While find is for system-wide searches and du for directory summaries, ls is useful for quickly inspecting the contents of a specific directory and sorting them by size.

Key ls Options:

  • -l: Long listing format (shows permissions, owner, size, date, etc.).
  • -S: Sorts by file size, largest first.
  • -h: Human-readable sizes with -l.
  • -I PATTERN: Do not list entries matching PATTERN. (As mentioned in the reference, -IS sorts by size and ignores patterns. When combined, -IS sorts by size, and -I helps to filter out files you might want to exclude from the listing.)

Examples:

  • To list the directory contents in descending file size order, use the ls command along with the -IS argument. You will see the larger files at the top of the list descending to the smallest files at the bottom.

    ls -IS

    This will list files in the current directory, sorted by size, in descending order.

  • *List files in the current directory with human-readable sizes, sorted by size (largest first), and ignore `.log` files:**

    ls -lhIS --ignore='*.log'
    • -l: Long format.
    • -h: Human-readable sizes.
    • -IS: Sorts by size (largest first) and applies pattern ignoring.
    • --ignore='*.log': Excludes files ending with .log.
  • List all files in /tmp by size:

    ls -lSh /tmp
    • This is a common and practical way to list files in long format with human-readable sizes, sorted by size.

For more detailed usage of ls, check out Linuxize ls command.

4. Interactive Disk Usage with ncdu

For a more interactive and visual approach, ncdu (NCurses Disk Usage) is a powerful utility that provides a curses-based interface to show disk usage.
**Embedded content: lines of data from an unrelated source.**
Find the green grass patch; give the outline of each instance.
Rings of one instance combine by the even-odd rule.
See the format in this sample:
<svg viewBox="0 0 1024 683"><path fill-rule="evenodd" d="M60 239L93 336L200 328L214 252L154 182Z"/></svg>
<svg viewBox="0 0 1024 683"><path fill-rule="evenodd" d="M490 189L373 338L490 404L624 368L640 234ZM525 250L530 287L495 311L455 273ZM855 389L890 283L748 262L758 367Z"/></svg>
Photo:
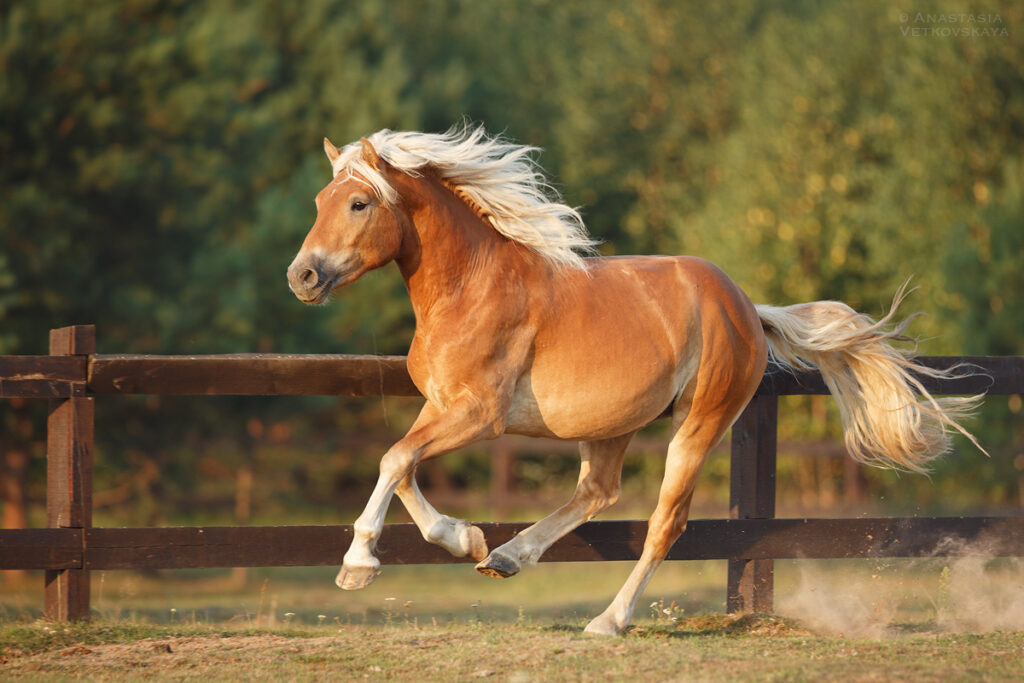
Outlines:
<svg viewBox="0 0 1024 683"><path fill-rule="evenodd" d="M289 680L1017 680L1024 633L822 637L771 615L581 626L260 628L43 621L0 627L5 678Z"/></svg>

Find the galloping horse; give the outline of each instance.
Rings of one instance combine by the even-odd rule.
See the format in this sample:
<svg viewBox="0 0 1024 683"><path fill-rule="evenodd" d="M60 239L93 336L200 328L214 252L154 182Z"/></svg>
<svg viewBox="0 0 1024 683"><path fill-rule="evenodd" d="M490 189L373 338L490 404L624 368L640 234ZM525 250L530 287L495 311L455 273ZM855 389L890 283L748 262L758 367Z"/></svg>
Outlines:
<svg viewBox="0 0 1024 683"><path fill-rule="evenodd" d="M708 452L754 394L769 357L816 368L839 404L850 454L923 471L949 448L978 397L934 399L890 341L902 291L878 322L845 304L755 306L721 270L690 256L584 257L580 215L560 203L536 148L482 128L382 130L343 148L324 140L334 178L288 268L295 295L330 292L390 261L416 316L409 374L426 404L384 454L337 584L380 573L374 545L397 493L423 537L480 572L509 577L619 495L630 438L670 416L672 439L639 562L589 633L627 627L655 569L686 528ZM419 463L501 434L580 442L575 493L488 552L483 533L442 515L416 485ZM968 435L969 436L969 435Z"/></svg>

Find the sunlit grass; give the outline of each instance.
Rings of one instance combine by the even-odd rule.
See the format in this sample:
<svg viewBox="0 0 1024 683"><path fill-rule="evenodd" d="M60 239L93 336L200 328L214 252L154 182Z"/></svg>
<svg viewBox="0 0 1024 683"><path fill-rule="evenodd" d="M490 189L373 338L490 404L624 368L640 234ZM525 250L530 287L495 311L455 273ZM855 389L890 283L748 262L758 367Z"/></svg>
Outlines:
<svg viewBox="0 0 1024 683"><path fill-rule="evenodd" d="M333 585L335 567L94 572L90 624L39 619L32 573L0 584L0 662L5 678L76 680L1017 680L1024 621L1007 617L1024 606L1022 564L960 562L778 561L777 615L724 614L724 562L668 562L617 639L583 628L630 562L507 580L385 566L357 592Z"/></svg>
<svg viewBox="0 0 1024 683"><path fill-rule="evenodd" d="M632 566L542 562L503 580L468 564L385 566L354 592L334 585L336 567L104 571L93 572L91 593L96 618L149 624L582 625L607 606ZM775 567L777 612L823 633L1024 630L1018 559L785 560ZM42 584L41 573L0 583L0 623L39 617ZM725 562L666 562L634 623L722 614L725 584Z"/></svg>
<svg viewBox="0 0 1024 683"><path fill-rule="evenodd" d="M215 680L1017 680L1024 634L821 637L766 615L698 615L588 637L582 624L0 624L5 678ZM841 669L839 668L841 667Z"/></svg>
<svg viewBox="0 0 1024 683"><path fill-rule="evenodd" d="M385 566L361 591L334 585L336 567L94 572L92 607L109 619L150 623L195 621L273 625L291 613L292 624L554 623L579 621L607 606L632 563L540 563L510 579L491 579L472 565ZM0 618L38 616L42 576L20 587L0 585ZM725 563L667 563L645 595L675 600L688 613L724 610ZM650 602L650 600L648 600ZM174 611L172 612L172 608Z"/></svg>

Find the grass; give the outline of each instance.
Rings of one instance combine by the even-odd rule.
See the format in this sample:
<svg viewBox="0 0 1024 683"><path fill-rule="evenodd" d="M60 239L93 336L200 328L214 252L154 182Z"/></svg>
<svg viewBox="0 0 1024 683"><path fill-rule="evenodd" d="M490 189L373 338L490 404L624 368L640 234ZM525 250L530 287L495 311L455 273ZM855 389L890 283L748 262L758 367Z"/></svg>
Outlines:
<svg viewBox="0 0 1024 683"><path fill-rule="evenodd" d="M334 585L336 567L253 569L244 582L228 571L94 572L91 593L97 616L150 623L275 626L285 614L293 615L292 625L316 625L320 614L356 625L554 623L600 612L631 568L629 562L541 563L498 581L465 564L385 566L375 583L355 592ZM648 594L675 599L690 614L724 611L725 572L723 562L666 565ZM0 590L0 623L40 616L42 583L39 576L17 591Z"/></svg>
<svg viewBox="0 0 1024 683"><path fill-rule="evenodd" d="M777 562L785 616L723 610L721 562L667 563L622 638L582 633L631 563L94 572L94 618L39 619L41 576L0 583L0 677L79 679L1020 680L1024 563Z"/></svg>
<svg viewBox="0 0 1024 683"><path fill-rule="evenodd" d="M585 636L582 624L0 628L7 679L1019 680L1022 651L1021 633L844 639L752 615L687 617L616 639Z"/></svg>

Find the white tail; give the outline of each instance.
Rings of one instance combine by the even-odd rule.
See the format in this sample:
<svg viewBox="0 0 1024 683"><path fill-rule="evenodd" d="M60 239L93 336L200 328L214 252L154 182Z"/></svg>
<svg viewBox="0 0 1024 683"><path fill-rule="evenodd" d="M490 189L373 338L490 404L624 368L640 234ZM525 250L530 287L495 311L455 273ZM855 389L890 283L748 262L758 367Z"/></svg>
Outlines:
<svg viewBox="0 0 1024 683"><path fill-rule="evenodd" d="M914 363L912 352L892 346L892 341L909 341L902 335L909 318L889 328L905 289L877 322L838 301L756 308L775 362L821 372L839 405L854 460L927 472L929 461L950 450L952 431L984 452L959 424L983 395L934 398L914 376L950 378L964 368L932 370Z"/></svg>

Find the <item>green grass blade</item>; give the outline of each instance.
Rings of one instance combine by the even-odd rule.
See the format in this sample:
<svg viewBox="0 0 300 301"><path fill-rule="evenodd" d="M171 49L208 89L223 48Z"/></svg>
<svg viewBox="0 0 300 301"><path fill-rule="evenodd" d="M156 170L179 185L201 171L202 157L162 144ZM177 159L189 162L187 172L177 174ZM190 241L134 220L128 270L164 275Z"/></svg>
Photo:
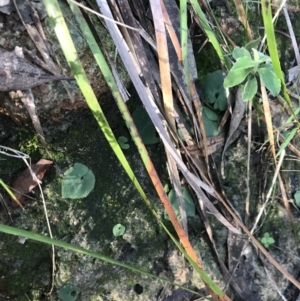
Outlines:
<svg viewBox="0 0 300 301"><path fill-rule="evenodd" d="M141 188L138 180L136 179L131 167L129 166L116 138L113 135L113 132L111 131L111 128L109 127L106 118L99 106L99 103L93 93L93 90L91 88L91 86L88 83L88 80L86 78L86 75L84 73L84 70L82 68L81 63L77 60L77 53L76 53L76 49L74 47L73 41L70 37L70 34L67 30L65 21L63 19L63 16L61 14L61 11L59 9L59 6L57 4L56 0L44 0L46 9L48 11L48 15L53 18L53 20L55 20L55 32L56 35L59 39L59 42L61 44L61 47L63 49L63 52L66 56L66 59L70 65L70 67L73 70L75 79L77 80L77 83L80 87L80 89L82 90L82 93L84 94L88 105L92 111L92 113L94 114L98 124L100 125L106 139L109 141L111 147L113 148L113 151L115 152L116 156L118 157L119 161L121 162L123 168L126 170L128 176L130 177L130 179L133 181L135 187L137 188L137 190L139 191L140 195L143 197L143 199L145 200L145 202L147 203L147 205L150 207L151 211L153 212L153 214L155 215L155 217L157 218L159 224L163 227L163 229L168 233L168 235L171 237L171 239L174 241L174 243L180 248L180 250L183 252L183 254L185 254L187 256L188 261L191 263L191 265L198 271L198 273L201 275L201 277L203 279L205 279L205 281L207 283L209 283L209 285L211 286L212 290L221 295L222 294L222 290L217 287L214 282L209 278L209 276L207 274L205 274L205 272L203 270L201 270L197 264L185 253L185 251L182 249L182 247L180 246L180 244L176 241L176 239L174 238L174 236L171 235L171 233L168 231L168 229L165 227L165 225L163 224L163 222L161 221L160 217L158 216L158 214L155 212L153 206L151 205L150 201L148 200L147 196L145 195L143 189ZM89 31L89 28L87 27L84 21L84 19L81 16L81 12L78 11L78 8L75 6L71 5L71 8L74 10L75 12L75 16L78 18L79 24L81 26L82 31L84 32L86 39L95 55L95 58L99 64L99 67L101 68L101 71L103 72L103 75L105 77L105 79L107 80L113 95L115 97L115 99L117 100L117 104L123 114L123 116L125 117L125 121L126 124L131 132L131 135L133 137L133 140L135 141L136 145L138 146L138 149L140 150L139 146L142 146L144 151L141 151L141 157L144 161L144 164L147 165L149 164L149 162L151 161L145 146L143 145L143 143L140 140L140 137L137 135L137 131L135 129L134 123L132 121L132 118L128 112L128 109L118 91L117 85L115 83L115 80L112 76L112 73L104 59L104 56L102 55L100 49L97 46L97 43L94 41L94 38L91 34L91 32ZM76 10L77 9L77 10ZM133 130L135 129L135 130Z"/></svg>
<svg viewBox="0 0 300 301"><path fill-rule="evenodd" d="M217 37L215 36L214 32L212 31L199 3L197 0L191 0L191 4L199 18L199 21L209 39L209 41L212 43L213 47L215 48L220 60L224 63L224 65L226 66L226 68L229 70L231 67L230 61L228 60L228 58L226 56L224 56L223 54L223 50L219 44L219 41L217 39Z"/></svg>
<svg viewBox="0 0 300 301"><path fill-rule="evenodd" d="M289 135L286 137L286 139L284 140L284 142L281 144L278 153L276 154L276 157L280 156L280 154L282 153L282 151L288 146L288 144L291 142L291 140L294 138L294 136L297 134L298 129L297 128L293 128Z"/></svg>
<svg viewBox="0 0 300 301"><path fill-rule="evenodd" d="M186 86L189 87L189 55L188 55L188 25L187 25L187 1L180 0L180 43L183 60L183 70Z"/></svg>
<svg viewBox="0 0 300 301"><path fill-rule="evenodd" d="M50 238L48 236L36 234L36 233L30 232L30 231L18 229L18 228L11 227L11 226L1 225L1 224L0 224L0 232L10 234L10 235L22 236L22 237L25 237L27 239L32 239L34 241L38 241L38 242L41 242L41 243L44 243L44 244L54 245L56 247L60 247L60 248L63 248L65 250L70 250L70 251L73 251L73 252L76 252L76 253L88 255L90 257L97 258L101 261L105 261L107 263L111 263L113 265L119 266L121 268L131 270L135 273L139 273L139 274L147 276L147 277L158 279L158 280L163 281L163 282L171 283L172 285L179 286L179 287L183 288L184 290L187 290L187 291L192 292L194 294L198 294L197 292L189 290L189 289L183 287L182 285L180 285L178 283L174 283L174 282L170 281L167 278L158 277L156 275L153 275L153 274L151 274L147 271L144 271L144 270L142 270L140 268L137 268L135 266L132 266L130 264L123 263L121 261L112 259L112 258L107 257L105 255L102 255L100 253L96 253L96 252L84 249L82 247L78 247L78 246L75 246L73 244L69 244L69 243L64 242L64 241L60 241L60 240L57 240L57 239L54 239L54 238Z"/></svg>
<svg viewBox="0 0 300 301"><path fill-rule="evenodd" d="M281 66L280 66L276 38L275 38L275 31L274 31L274 26L273 26L273 22L272 22L271 2L269 0L261 0L261 8L262 8L264 27L265 27L266 36L267 36L268 50L269 50L270 57L272 60L273 68L274 68L276 76L281 81L281 90L282 90L284 99L286 100L291 111L294 112L290 97L286 90L283 72L282 72Z"/></svg>
<svg viewBox="0 0 300 301"><path fill-rule="evenodd" d="M134 175L134 172L132 171L116 137L114 136L114 134L104 116L104 113L103 113L103 111L98 103L98 100L94 94L94 91L93 91L91 85L89 84L88 78L86 77L86 74L82 67L82 64L78 60L78 55L77 55L75 46L73 44L73 41L72 41L72 38L68 31L65 20L62 16L62 12L60 10L57 0L44 0L44 4L47 9L49 17L52 18L53 20L55 20L54 30L56 32L57 38L58 38L61 48L65 54L65 57L68 61L68 64L73 71L73 74L77 81L77 84L88 103L90 110L92 111L95 119L97 120L97 123L99 124L102 132L105 135L105 138L109 142L111 148L113 149L118 160L122 164L124 170L128 174L131 181L134 183L136 189L139 191L139 193L142 196L145 195L140 183L138 182L136 176ZM76 8L77 8L77 6L76 6ZM79 11L79 13L80 13L80 11ZM80 23L80 25L83 25L83 24ZM86 30L86 28L85 28L85 30ZM95 51L95 55L97 57L98 62L100 64L102 64L103 62L105 62L105 59L104 59L101 51L99 50L99 48L97 50L96 47L98 47L98 46L97 46L96 42L92 42L92 40L91 40L92 33L86 32L86 34L87 34L87 39L89 40L89 43L91 43L91 46L93 47L93 49ZM105 67L104 67L104 69L105 69ZM107 70L104 70L104 71L105 71L106 80L107 80L107 82L109 82L113 78L111 78L110 76L107 75L108 74L106 72ZM115 90L113 90L113 93L114 92L115 92Z"/></svg>

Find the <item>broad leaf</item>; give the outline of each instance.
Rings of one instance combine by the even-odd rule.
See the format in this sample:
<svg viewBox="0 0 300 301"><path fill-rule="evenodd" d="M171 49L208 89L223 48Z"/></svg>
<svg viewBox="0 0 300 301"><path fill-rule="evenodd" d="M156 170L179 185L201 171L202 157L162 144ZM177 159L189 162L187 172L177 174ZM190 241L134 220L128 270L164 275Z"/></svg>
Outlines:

It's often not installed by default but is available in most package repositories.

Example:

ncdu /

This command will scan your root file system and present an interactive, sortable list of directories and files by size, allowing you to easily navigate and identify large consumers of space.

You can find more information about ncdu at its official project page.

Summary of Commands

Command Primary Use Case Key Options for Size
find System-wide search for files based on criteria. -size, -type f, -maxdepth, -exec, -print0
du Summarize disk usage for directories and files. -h, -s, -a, --max-depth
ls List directory contents, can sort by size. -l, -h, -S, -IS
ncdu Interactive, visual disk usage analyzer. (No direct size options; interactive)

Best Practices and Tips

  • Start with broader searches: Begin with high-level directories (e.g., /, /home, /var) using du or find to pinpoint large areas, then drill down.
  • Combine commands: Piping commands together (e.g., find ... | xargs du -h | sort -rh) is highly effective for detailed analysis.
  • Be cautious: Before deleting any files, especially in system directories, always confirm their purpose and impact. Deleting critical system files can render your system unusable.
  • Regular expression matching: find can also use -name or -regex to match files by name patterns in conjunction with size.

By mastering these Unix commands, you can efficiently locate and manage huge files on your system, ensuring optimal disk utilization and system performance.